A $G_\delta$ set is a countable intersection of open sets. The set of rational numbers is not a $G_\delta$ set.
But I'm wondering why the following construction doesn't make it a $G_\delta$ set. Let $(q_n)$ be a sequence enumerating the rational numbers. For any natural number $m$, let $U_m = \cup_n (q_n-\frac{1}{2^{m+n}},q_n+\frac{1}{2^{m+n}})$, and let $U = \cap_m U_m$. Then it seems to me that $U_m$ is an open set for all $m$, and $U$ is the set of rational numbers. So the set of rational numbers is a $G_\delta$ set.
Where is the flaw in my reasoning?
There are many ways to enumerate the rational numbers. Since you did not specify an enumeration, let me pick one for you.

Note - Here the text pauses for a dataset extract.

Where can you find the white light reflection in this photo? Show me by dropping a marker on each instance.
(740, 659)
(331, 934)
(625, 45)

For each positive integer $m$, choose a rational number $q_{2m}$ so that $|q_{2m}-\sqrt2|\lt\frac1{2^{3m}}$. In this way we get a sequence $q_2,q_4,q_6,\dots$ of rational numbers converging to $\sqrt2$. Enumerate the rest of the rational numbers any way you like in a sequence $q_1,q_3,q_5,\dots$. Conbining these, we get an enumeration $q_1,q_2,q_3,\dots$ of the set of all rational numbers.
Note that, for each positive integer $m$, we now have $$\sqrt2\in\left(q_{2m}-\frac1{2^{m+2m}},\ q_{2m}+\frac1{2^{m+2m}}\right)\subseteq\bigcup_{n=1}^\infty\left(q_n-\frac1{2^{m+n}},\ q_n+\frac1{2^{m+n}}\right)=U_m,$$ so $\sqrt2\in\bigcap_{m=1}^\infty U_m$, although $\sqrt2$ is not a rational number.